Removing disc material from between two spine bones is not always easy. Doctors want to get in and out without damaging any of the nearby nerve tissue or blood vessels. Only so much disc material can be taken out when the surgery is done from one side of the spine. (Unilateral is the term for doing surgery on one side.) Can enough disc material be removed for a successful operation?
A new method of lumbar fusion that is quickly becoming popular is transforaminal lumbar interbody fusion (TLIF). TLIF can be done unilaterally. Only a small opening is needed to do the operation. Surgical tools are worked through the opening into the disc space. The surgeon must then remove enough disc material to implant a fusion cage filled with bone graft. (A fusion cage is a small device that goes into the disc space to help fuse together the bones just above and below it.)
With the disc out of the way, there’s more bone-to-bone contact between the two vertebrae. This is where the fusion is to take place. Scientists know that at least 30 percent of bone-to-bone area is needed for the fusion to support downward pressure on the spine.

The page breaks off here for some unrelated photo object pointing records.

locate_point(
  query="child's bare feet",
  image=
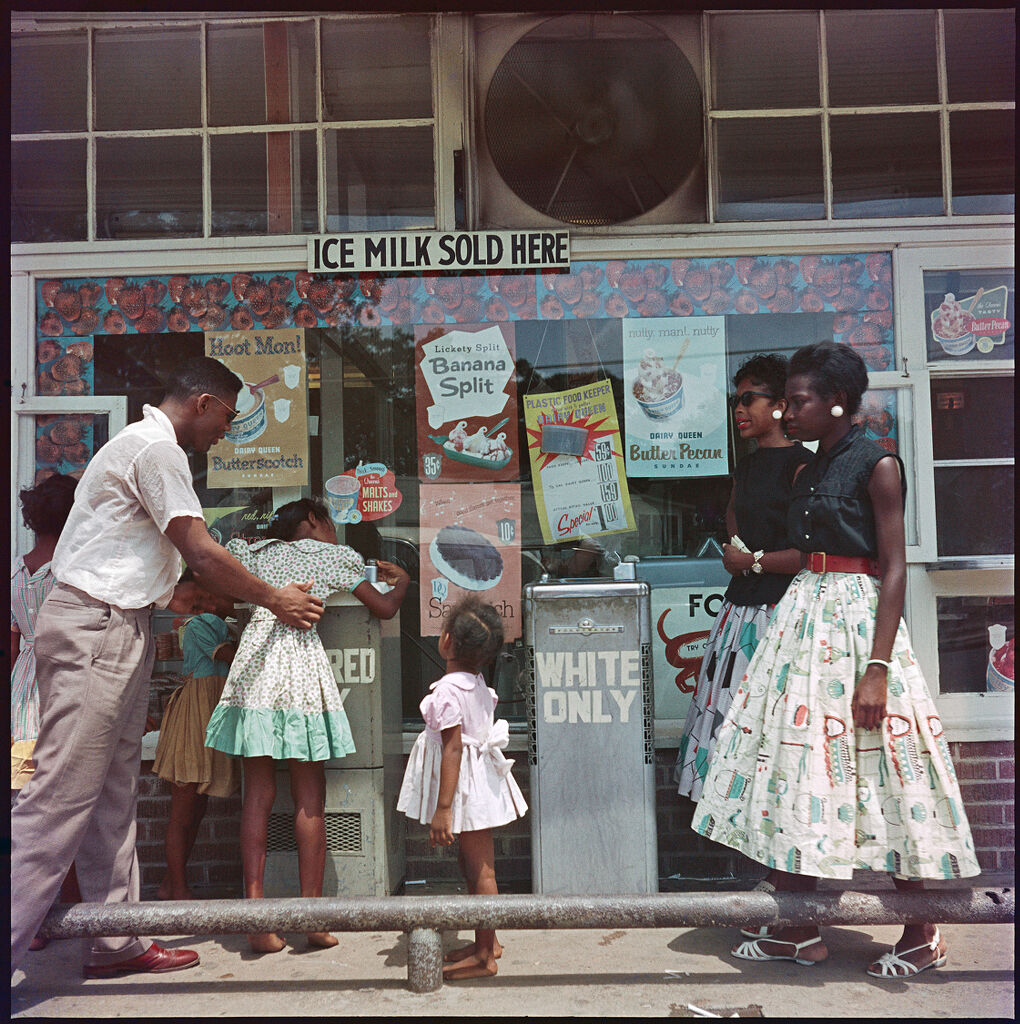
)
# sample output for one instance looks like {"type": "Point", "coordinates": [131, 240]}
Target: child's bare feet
{"type": "Point", "coordinates": [476, 966]}
{"type": "Point", "coordinates": [266, 942]}
{"type": "Point", "coordinates": [167, 892]}
{"type": "Point", "coordinates": [456, 955]}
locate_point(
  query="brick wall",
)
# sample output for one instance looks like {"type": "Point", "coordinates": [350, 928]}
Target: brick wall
{"type": "Point", "coordinates": [985, 771]}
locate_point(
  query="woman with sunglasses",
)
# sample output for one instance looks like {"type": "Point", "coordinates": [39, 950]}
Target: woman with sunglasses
{"type": "Point", "coordinates": [833, 757]}
{"type": "Point", "coordinates": [756, 513]}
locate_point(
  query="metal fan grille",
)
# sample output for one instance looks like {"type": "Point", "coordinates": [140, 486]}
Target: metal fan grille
{"type": "Point", "coordinates": [594, 120]}
{"type": "Point", "coordinates": [343, 833]}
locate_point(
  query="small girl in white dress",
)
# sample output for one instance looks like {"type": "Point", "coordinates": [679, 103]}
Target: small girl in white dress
{"type": "Point", "coordinates": [458, 780]}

The authors of this study wanted to find out just how much of the disc can be removed during unilateral TLIF. They also wanted to know whether it’s enough to get the bones to fuse. Doctors worked from one side of the spine and took out as much disc material as they could. The amount was measured. Additional disc material was then taken out by entering the spine from the other side. The researchers found that more than enough disc material could be removed by working only from one side. In fact, nearly twice as much area was made available in the disc space to get a good fusion.
For people facing lumbar spine fusion, this is good news. Doing surgery from only one side means that fewer muscles and nerves need to be moved around during the operation. This means fewer problems and faster healing.
This study raises another question these researchers want answered. Does unilateral TLIF create enough area for the fusion to stay solid during all other types of loads that impact the spine?